Penunjukan ini menjadi yang kedua dalam sepekan terakhir dan memperlihatkan berlanjutnya kerja sama hati-hati antara kedua pihak dalam mengatur penunjukan pemimpin Gereja Katolik di Negeri Tirai Bambu.
Vatikan pada Rabu (29/7/2026) mengumumkan penahbisan Francis Xavier Duan Yongkun sebagai uskup koajutor Bameng, wilayah otonomi Mongolia Dalam, China. Kandidat Duan sebelumnya telah mendapat persetujuan dari Paus Leo pada bulan lalu.
Penunjukan Duan dilakukan hanya sepekan setelah Vatikan mengumumkan penahbisan Joseph Chang Yanfeng sebagai uskup Chifeng, yang juga berada di wilayah Mongolia Dalam.
Baca Juga: Dokumen Bersejarah Vatikan: Paus Leo XIV Sebut AI Bisa Picu Perang Tanpa Akhir
Kedua pengangkatan tersebut dilakukan melalui mekanisme yang diatur dalam kesepakatan sementara antara Vatikan dan Beijing.
"Kesepakatan ini menjadi mekanisme terbaik yang tersedia untuk menjaga dialog dengan Beijing sekaligus membantu menyatukan komunitas Katolik China yang selama ini terbagi," kata Vatikan dalam menjelaskan alasan mempertahankan perjanjian tersebut.
Kesepakatan Vatikan-China pertama kali ditandatangani pada 2018 dan telah beberapa kali diperpanjang.
Perjanjian itu memberikan hak akhir kepada Paus untuk menyetujui pengangkatan uskup, sementara pemerintah China tetap memiliki peran dalam mengusulkan kandidat.
Hubungan antara Vatikan dan Beijing selama ini menjadi isu sensitif karena pemerintah China memiliki kendali ketat terhadap aktivitas keagamaan sejak Partai Komunis berkuasa pada 1949.
Baca Juga: Paus Leo Tunjuk Uskup Agung Gabriele Caccia sebagai Duta Besar Vatikan untuk AS
Sebagian kelompok Katolik konservatif mengkritik kesepakatan tersebut karena menilai Beijing mendapat pengaruh terlalu besar dalam urusan Gereja.
Namun, Vatikan mempertahankan perjanjian itu sebagai jalan untuk memperbaiki hubungan diplomatik dengan China dan mengurangi perpecahan antara komunitas Katolik resmi yang diakui pemerintah dengan kelompok Katolik bawah tanah yang tetap loyal kepada Roma.

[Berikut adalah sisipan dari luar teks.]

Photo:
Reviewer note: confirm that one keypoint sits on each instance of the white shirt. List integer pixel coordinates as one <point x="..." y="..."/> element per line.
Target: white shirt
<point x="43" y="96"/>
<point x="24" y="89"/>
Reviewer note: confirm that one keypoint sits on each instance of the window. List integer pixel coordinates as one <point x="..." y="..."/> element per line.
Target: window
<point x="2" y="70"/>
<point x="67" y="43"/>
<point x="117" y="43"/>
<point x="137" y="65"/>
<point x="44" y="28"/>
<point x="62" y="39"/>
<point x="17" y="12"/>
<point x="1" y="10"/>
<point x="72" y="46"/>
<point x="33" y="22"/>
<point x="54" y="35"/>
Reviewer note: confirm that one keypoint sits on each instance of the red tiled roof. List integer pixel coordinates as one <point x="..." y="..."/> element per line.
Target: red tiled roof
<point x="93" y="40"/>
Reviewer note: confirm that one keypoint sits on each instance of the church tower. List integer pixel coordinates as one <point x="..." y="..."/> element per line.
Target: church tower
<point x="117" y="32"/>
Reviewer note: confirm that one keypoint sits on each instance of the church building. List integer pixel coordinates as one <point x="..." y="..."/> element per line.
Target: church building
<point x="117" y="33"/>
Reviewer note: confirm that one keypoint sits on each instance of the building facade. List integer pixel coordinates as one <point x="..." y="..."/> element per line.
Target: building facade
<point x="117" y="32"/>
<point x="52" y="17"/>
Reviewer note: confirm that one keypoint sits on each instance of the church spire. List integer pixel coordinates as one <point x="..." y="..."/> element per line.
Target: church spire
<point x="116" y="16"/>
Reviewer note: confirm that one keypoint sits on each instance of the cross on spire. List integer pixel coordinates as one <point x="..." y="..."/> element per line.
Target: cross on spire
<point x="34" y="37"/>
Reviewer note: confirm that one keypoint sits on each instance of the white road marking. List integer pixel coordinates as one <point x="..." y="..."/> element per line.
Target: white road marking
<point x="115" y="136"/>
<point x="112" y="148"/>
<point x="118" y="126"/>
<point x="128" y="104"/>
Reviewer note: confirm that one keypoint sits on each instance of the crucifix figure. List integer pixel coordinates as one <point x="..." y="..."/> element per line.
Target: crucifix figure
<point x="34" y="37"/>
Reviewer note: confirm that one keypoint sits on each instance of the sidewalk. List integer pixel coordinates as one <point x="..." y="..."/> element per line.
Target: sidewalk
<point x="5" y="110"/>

Kesepakatan tersebut kembali diperpanjang pada Oktober 2024 untuk periode empat tahun. Isi lengkap perjanjian tidak pernah dipublikasikan, tetapi pejabat diplomatik Vatikan menyebutnya sebagai kerangka kerja untuk mengatur proses pemilihan uskup.
Duan Yongkun lahir di Mongolia Dalam pada 1980 dan ditahbiskan sebagai imam pada 2011. Ia menempuh pendidikan di China daratan dan Taiwan, sebelum menjabat sebagai wakil utama uskup di Keuskupan Bameng.